Mr. Brower joined the Sierra Club in 1933, became a member of its board of directors in 1941, and was its first executive director from 1952 to 1969. He saw the club's membership grow from 2,000 to 77,000, and successfully urged the formation of the Sierra Club Foundation (in 1960) before leaving the club staff on request in 1969. He was re-elected to the Sierra Club board again in 1983, 1986, 1995, and 1998. In 1969 he founded Friends of the Earth, along with the League of Conservation Voters, and initiated the founding of independent FOE organizations in other countries. FOE is now multi-national and operating in sixty-eight countries.

Through the years, David Brower had a profound impact on the state of America's wild lands by helping to create national parks and seashores in Kings Canyon, the North Cascades, the Redwoods, Great Basin, Alaska, Cape Cod, Fire Island, the Golden Gate, and Point Reyes; and in protecting primeval forests in the Olympic National Park, and wilderness on San Gorgonio.
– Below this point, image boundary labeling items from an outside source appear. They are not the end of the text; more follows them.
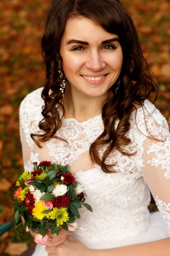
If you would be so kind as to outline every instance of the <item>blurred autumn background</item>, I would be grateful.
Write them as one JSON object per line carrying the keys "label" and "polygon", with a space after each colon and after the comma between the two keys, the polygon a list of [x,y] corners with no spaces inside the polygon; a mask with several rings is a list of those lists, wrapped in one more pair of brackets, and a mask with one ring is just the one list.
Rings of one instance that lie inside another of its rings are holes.
{"label": "blurred autumn background", "polygon": [[[160,91],[157,102],[170,108],[170,2],[123,2],[132,15],[144,55],[159,85]],[[19,106],[27,94],[43,86],[45,73],[40,47],[43,23],[39,25],[49,3],[49,0],[3,0],[0,3],[0,223],[13,216],[9,192],[14,192],[14,182],[23,171]],[[164,114],[166,116],[166,112]],[[150,204],[150,209],[156,209],[154,203]],[[20,255],[34,244],[22,227],[20,231],[23,232],[23,243],[13,230],[0,238],[0,255]]]}

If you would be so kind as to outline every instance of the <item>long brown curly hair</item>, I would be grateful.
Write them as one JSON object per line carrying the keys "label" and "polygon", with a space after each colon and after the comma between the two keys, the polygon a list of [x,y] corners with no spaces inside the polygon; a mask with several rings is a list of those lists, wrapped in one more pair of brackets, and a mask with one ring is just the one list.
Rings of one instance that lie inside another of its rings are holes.
{"label": "long brown curly hair", "polygon": [[[42,112],[43,118],[39,127],[44,133],[43,134],[31,134],[31,136],[40,148],[42,147],[40,142],[47,141],[51,138],[66,142],[55,135],[65,115],[63,97],[60,90],[61,81],[58,71],[62,71],[62,59],[59,49],[67,21],[79,16],[90,19],[105,31],[118,35],[122,49],[123,61],[120,87],[116,94],[114,93],[115,84],[110,89],[113,93],[102,105],[102,116],[104,131],[91,144],[89,151],[94,163],[100,165],[105,172],[113,172],[109,169],[113,165],[105,163],[106,158],[113,148],[124,154],[131,155],[123,150],[124,146],[130,143],[130,140],[126,136],[130,129],[130,114],[134,108],[136,108],[136,104],[142,106],[151,93],[157,91],[143,55],[133,22],[119,0],[53,0],[47,12],[41,41],[46,81],[41,94],[45,102]],[[147,69],[147,73],[144,70],[145,66]],[[68,82],[65,76],[64,79]],[[156,98],[156,93],[154,102]],[[61,118],[60,110],[62,113]],[[115,128],[115,122],[118,119],[119,122]],[[101,160],[98,154],[99,147],[106,144],[108,146]]]}

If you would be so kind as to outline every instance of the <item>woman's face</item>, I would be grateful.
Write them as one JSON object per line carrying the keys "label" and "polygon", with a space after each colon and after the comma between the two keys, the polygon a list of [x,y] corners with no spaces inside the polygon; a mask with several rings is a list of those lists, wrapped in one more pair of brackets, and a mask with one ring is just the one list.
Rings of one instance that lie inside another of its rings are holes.
{"label": "woman's face", "polygon": [[118,36],[87,18],[68,21],[60,53],[71,91],[78,94],[107,94],[121,70],[123,54]]}

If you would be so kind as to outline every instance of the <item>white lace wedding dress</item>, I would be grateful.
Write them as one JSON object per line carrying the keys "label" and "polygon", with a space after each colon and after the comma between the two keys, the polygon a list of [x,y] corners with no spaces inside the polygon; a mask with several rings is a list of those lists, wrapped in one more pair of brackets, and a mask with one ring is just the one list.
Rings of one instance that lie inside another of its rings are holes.
{"label": "white lace wedding dress", "polygon": [[[125,149],[137,153],[130,157],[114,151],[107,162],[117,162],[114,166],[116,172],[108,174],[92,164],[89,156],[91,144],[104,129],[101,115],[81,123],[74,118],[64,119],[57,135],[67,140],[67,147],[65,142],[54,139],[41,143],[41,148],[35,144],[30,134],[43,132],[38,126],[43,117],[42,89],[28,94],[20,108],[24,169],[32,171],[32,163],[42,160],[68,164],[68,169],[83,185],[86,202],[93,209],[93,212],[80,209],[81,218],[76,220],[79,227],[71,234],[88,247],[98,249],[168,237],[170,136],[165,118],[147,100],[138,109],[136,117],[136,111],[133,112],[127,134],[131,143]],[[163,141],[147,138],[145,135],[149,134]],[[100,157],[106,148],[100,148]],[[151,214],[147,208],[149,189],[159,211]],[[45,248],[37,246],[34,256],[47,256]]]}

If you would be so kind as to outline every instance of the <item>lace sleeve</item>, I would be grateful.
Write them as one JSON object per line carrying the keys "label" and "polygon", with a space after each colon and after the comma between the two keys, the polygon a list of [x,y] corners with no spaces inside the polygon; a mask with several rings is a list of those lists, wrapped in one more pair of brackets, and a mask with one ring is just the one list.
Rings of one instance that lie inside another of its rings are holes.
{"label": "lace sleeve", "polygon": [[[147,122],[151,135],[144,143],[142,174],[170,234],[170,131],[165,119],[158,110]],[[152,135],[159,141],[151,138]]]}
{"label": "lace sleeve", "polygon": [[33,171],[32,163],[38,161],[38,153],[33,153],[35,144],[31,133],[40,131],[38,123],[42,119],[41,112],[43,101],[40,97],[42,88],[28,94],[22,102],[19,109],[20,139],[22,145],[24,171]]}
He played a major role in keeping dams out of Dinosaur National Monument, the Yukon, and the Grand Canyon, in establishing the National Wilderness Preservation System, the Outdoor Recreation Resources Review Commission (which resulted in the Land and Water Conservation Fund), and in raising the twin questions:

"What kinds of growth must we have?"

"What kinds can we no longer afford?"

Earth Island Institute, Brower Fund, and biennial Fate and Hope of the Earth Conferences, all of which Mr. Brower founded in 1982, will continue to work to bring peace, environmental, social justice, and other groups together to achieve peace on and with the Earth. Mr. Brower recently founded the Global Conservation, Preservation, and Restoration (CPR) Service to help catalyze the restoration of natural and human systems. In 1988 and 1990-92, he led delegations to Lake Baikal in Siberia at Soviet request to aid its protection and restoration. In the fall of 1994, he co-founded the Ecological Council of Americas as a network of organizations in the Americas focused on problems of environment and economic integration. Mr. Brower developed plans for the creation of a National Biosphere Reserve System, as well as for a National Land Service to replace the current Bureau of Land Management and to have a new mission of protecting and restoring both public and private lands in the United States.

In civilian climbing and ski mountaineering, Mr. Brower made 70 first ascents, summer and winter, in Yosemite and the Western United States, participated in a historic attempt on Mount Waddington (Canada), led the first ascent of New Mexico's Shiprock (1939), and trekked to 18,000 feet in the Himalaya below Mount Everest (1976) and to Thyangboche (1984). He received the First Class Skier award in 1942, and, from 1939 to 1956, in the Sierra Club Wilderness Outings Program, he initiated the knapsack, river, and wilderness threshold trips and led some 4,000 people into remote wilderness.

David Brower was nominated for the Nobel Peace Prize three times (in 1978, 1979, and 1998 -- jointly with professor Paul Ehrlich).

In October 1998, Brower received the Blue Planet Prize for his environmental accomplishments. The Blue Planet Prize is awarded annually by the Asahi Glass Foundation of Japan and is the richest environmental prize in the world.

Comments about Brower's efforts have ranged widely. John McPhee's Encounters With the Archdruid is about Mr. Brower and three of his natural enemies -- and is in its twenty-seventh printing. Mr. Brower especially liked what Russell Train said when he was chairman of the Council on Environmental Quality in the Nixon administration: "Thank God for Dave Brower; he makes it so easy for the rest of us to be reasonable."